If you've read one of my latest post How to Stay Positive in the Midst of Chaos you would know that I myself can fall in and out of being close to God. I don't forget about him, but I forget to utilize him. The power of prayer is life changing and without it I can't even imagine the person I would be. I tend to lose site of just how important prayer is when my life gets crazy because I focus so much on everything else. I sit up worrying at night about this or about that when I could be praying. I could be praying for help, I could be praying thanks for all I have and I could be praying to trust the way. The more and more I focus myself on Him the more I forget about my worries and understand the rue meaning of trust His path. It is so not easy to do and sometimes takes me repeating the same thing over and over again until I'm asleep, but it works.

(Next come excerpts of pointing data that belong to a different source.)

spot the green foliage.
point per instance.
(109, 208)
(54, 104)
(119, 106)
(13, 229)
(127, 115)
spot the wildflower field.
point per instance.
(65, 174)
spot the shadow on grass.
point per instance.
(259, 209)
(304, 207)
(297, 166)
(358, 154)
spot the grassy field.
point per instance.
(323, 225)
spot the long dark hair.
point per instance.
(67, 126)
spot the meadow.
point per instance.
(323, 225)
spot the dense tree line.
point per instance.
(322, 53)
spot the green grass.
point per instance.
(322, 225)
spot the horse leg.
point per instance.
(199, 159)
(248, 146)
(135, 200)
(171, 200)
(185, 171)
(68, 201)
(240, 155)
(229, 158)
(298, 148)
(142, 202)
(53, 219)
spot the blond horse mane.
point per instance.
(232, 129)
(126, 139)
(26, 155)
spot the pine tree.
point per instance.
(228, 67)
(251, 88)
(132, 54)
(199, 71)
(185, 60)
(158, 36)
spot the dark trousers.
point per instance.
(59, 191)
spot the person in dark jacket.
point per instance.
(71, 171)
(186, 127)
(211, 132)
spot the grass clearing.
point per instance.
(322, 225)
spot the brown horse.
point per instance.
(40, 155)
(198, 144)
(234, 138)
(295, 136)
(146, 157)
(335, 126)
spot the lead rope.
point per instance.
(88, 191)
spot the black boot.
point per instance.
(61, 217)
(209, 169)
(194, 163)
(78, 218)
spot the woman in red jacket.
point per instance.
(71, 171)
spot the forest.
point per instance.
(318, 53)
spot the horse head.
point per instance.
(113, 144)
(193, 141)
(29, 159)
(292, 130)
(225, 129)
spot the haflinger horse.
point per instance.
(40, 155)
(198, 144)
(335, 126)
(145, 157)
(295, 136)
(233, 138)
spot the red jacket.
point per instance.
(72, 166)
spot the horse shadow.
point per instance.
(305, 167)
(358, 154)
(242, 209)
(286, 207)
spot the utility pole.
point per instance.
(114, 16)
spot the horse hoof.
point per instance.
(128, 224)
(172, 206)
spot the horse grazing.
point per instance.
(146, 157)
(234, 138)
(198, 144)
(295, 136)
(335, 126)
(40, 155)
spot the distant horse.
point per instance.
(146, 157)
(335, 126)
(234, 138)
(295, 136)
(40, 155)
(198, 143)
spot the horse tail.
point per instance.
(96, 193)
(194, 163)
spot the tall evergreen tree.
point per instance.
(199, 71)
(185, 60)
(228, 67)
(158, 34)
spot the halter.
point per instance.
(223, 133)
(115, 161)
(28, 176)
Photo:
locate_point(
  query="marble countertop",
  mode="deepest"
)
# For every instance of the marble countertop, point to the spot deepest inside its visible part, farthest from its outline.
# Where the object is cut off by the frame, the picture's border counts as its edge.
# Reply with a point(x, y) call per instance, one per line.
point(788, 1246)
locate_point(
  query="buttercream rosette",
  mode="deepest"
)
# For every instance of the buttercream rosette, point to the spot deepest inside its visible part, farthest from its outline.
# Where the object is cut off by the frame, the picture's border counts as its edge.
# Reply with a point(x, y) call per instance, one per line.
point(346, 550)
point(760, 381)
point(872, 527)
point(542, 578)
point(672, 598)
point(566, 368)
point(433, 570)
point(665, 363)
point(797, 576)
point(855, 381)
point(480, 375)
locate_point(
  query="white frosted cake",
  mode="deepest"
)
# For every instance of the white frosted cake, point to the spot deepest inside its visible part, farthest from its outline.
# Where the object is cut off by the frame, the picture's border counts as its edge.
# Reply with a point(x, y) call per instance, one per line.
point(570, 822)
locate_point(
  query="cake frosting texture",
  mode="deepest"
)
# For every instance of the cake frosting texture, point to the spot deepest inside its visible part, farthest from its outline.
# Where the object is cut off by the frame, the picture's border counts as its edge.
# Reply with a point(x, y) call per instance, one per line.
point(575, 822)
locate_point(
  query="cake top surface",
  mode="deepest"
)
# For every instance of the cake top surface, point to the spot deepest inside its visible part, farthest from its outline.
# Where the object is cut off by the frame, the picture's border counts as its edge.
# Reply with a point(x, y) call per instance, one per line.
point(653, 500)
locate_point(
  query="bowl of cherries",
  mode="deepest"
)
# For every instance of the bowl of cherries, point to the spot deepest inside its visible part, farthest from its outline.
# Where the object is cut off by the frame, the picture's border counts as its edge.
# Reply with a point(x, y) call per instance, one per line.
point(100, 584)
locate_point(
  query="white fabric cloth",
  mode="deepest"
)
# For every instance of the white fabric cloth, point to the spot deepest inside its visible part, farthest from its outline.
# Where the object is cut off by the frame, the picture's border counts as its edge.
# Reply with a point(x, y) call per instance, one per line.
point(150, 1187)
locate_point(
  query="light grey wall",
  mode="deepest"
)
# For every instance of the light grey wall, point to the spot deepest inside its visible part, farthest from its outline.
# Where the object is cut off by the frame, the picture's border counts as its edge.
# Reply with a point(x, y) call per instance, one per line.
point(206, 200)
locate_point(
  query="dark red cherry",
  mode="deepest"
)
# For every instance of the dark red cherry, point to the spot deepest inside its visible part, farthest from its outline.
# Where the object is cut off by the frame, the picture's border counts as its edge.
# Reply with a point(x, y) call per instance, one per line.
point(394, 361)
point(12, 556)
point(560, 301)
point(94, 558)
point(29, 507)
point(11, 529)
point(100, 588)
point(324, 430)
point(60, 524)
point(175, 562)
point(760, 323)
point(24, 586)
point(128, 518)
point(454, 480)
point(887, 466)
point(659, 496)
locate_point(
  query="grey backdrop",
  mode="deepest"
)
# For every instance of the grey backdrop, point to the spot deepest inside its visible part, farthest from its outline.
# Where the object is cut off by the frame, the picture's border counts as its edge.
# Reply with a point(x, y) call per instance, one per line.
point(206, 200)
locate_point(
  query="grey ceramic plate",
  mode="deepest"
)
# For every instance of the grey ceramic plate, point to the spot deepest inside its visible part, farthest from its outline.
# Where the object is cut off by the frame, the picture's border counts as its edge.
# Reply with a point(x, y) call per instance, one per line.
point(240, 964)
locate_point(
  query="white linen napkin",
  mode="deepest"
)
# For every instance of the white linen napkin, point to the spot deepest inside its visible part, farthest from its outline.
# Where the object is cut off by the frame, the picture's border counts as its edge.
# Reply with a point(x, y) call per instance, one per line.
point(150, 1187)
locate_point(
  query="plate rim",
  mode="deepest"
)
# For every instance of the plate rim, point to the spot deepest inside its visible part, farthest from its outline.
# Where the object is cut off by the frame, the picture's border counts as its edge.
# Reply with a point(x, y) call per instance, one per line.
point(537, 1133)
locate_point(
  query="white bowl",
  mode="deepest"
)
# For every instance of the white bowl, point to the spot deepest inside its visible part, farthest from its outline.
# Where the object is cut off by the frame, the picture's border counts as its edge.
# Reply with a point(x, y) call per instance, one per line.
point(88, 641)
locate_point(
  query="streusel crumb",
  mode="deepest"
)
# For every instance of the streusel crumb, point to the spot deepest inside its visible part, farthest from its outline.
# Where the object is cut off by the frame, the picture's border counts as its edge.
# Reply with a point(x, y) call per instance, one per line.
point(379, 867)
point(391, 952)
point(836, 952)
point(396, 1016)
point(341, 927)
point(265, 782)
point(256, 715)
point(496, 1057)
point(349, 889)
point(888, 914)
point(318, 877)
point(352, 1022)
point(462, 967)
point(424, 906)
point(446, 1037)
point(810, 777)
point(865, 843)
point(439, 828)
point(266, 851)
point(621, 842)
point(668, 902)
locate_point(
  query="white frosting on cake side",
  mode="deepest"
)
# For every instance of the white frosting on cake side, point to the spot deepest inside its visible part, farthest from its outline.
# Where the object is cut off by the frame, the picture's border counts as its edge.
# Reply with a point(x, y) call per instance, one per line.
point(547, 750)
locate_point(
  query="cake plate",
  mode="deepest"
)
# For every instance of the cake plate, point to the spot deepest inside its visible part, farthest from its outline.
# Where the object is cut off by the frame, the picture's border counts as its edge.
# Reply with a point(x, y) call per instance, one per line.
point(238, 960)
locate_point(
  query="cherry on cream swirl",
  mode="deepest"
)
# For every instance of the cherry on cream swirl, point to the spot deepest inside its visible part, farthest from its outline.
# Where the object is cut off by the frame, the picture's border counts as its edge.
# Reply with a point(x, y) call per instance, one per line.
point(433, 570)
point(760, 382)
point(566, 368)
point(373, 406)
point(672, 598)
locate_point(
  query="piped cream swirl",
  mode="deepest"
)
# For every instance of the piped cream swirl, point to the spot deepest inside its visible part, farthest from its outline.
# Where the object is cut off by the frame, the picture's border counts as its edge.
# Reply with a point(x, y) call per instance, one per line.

I can still relate to what I wrote below. There are times I get annoyed that I can't focus more on prayer and I can't hear His voice as much as I want to, but He is there. He is always there. I've really been more so working on not losing touch with him ever. Whenever I lose touch is when it becomes more difficult to get back. Staying in the light always, even if it's just making sure your mind is there a few times a day, is what helps me. I wrote about starting my day with God in my last post 6 Tips for a Healthy Morning Routine and that has really worked with keeping my day on track and with less worry.
I've been praying a lot lately about this. Trying to get my head out of the dark place it decides to run to way too often. Praying is easy, at least for me, because I was raised on prayer, but listening to God is the more difficult part. Actually letting God into your heart and soul and listening to what his intentions are. Sometimes I get frustrated, which doesn't help my worrying. It's like I wish God could just yell something at me and then I think... Maybe he is and I'm just not listening hard enough. Prayer requires a lot of focus and if you're not focusing then how can you truly say you're praying? How can you really sit there and act as if you're putting your attention to God if you're just continuing to let your mind run?
"DO NOT FEAR, FOR I AM WITH YOU" - ISAIAH 41:10
Like I stated above & below, worry is still something I struggle with every day. As my life continues to change and we continue down this big adventure its hard not to. I feel so beyond blessed to be pregnant and to have the opportunity of welcoming a new child of God into the world, but boy oh boy does it come with worry. I worry if things will work out, I worry for a healthy baby and I already worry about God forbid something happening to my child. How crazy is that? But unlike below, I have come a long way. I no longer let myself wander deep into my mind like I did a year ago. I focus on being thankful for what I have and giving thanks for the life & new life God has blessed me with. I even focus on thanking God for the hardship or setbacks because with each small thing comes a lesson and a comes with growth. Giving thanks is truly the easiest way to ease your mind.
Worry is the biggest thing that gets me. I could tack it onto so many parts of my life it's not even funny. With worry comes doubt and with doubt comes lack of energy, lack of creativity and a lack of doing. All negatives. I need to live and I need to start acting on life because I've realized the more time I sit here worrying about something the less I am actually doing which means the less I am moving towards my dreams and the more I will continue to worry. It's a crazy vicious cycle that too many of us get stuck in. I've had enough of the worry and I've had enough of questioning myself, questioning what I'm doing or questioning how people are perceiving me. If you're like me and can relate to anything in this post then please take this with you... Start doing, start living and start praying!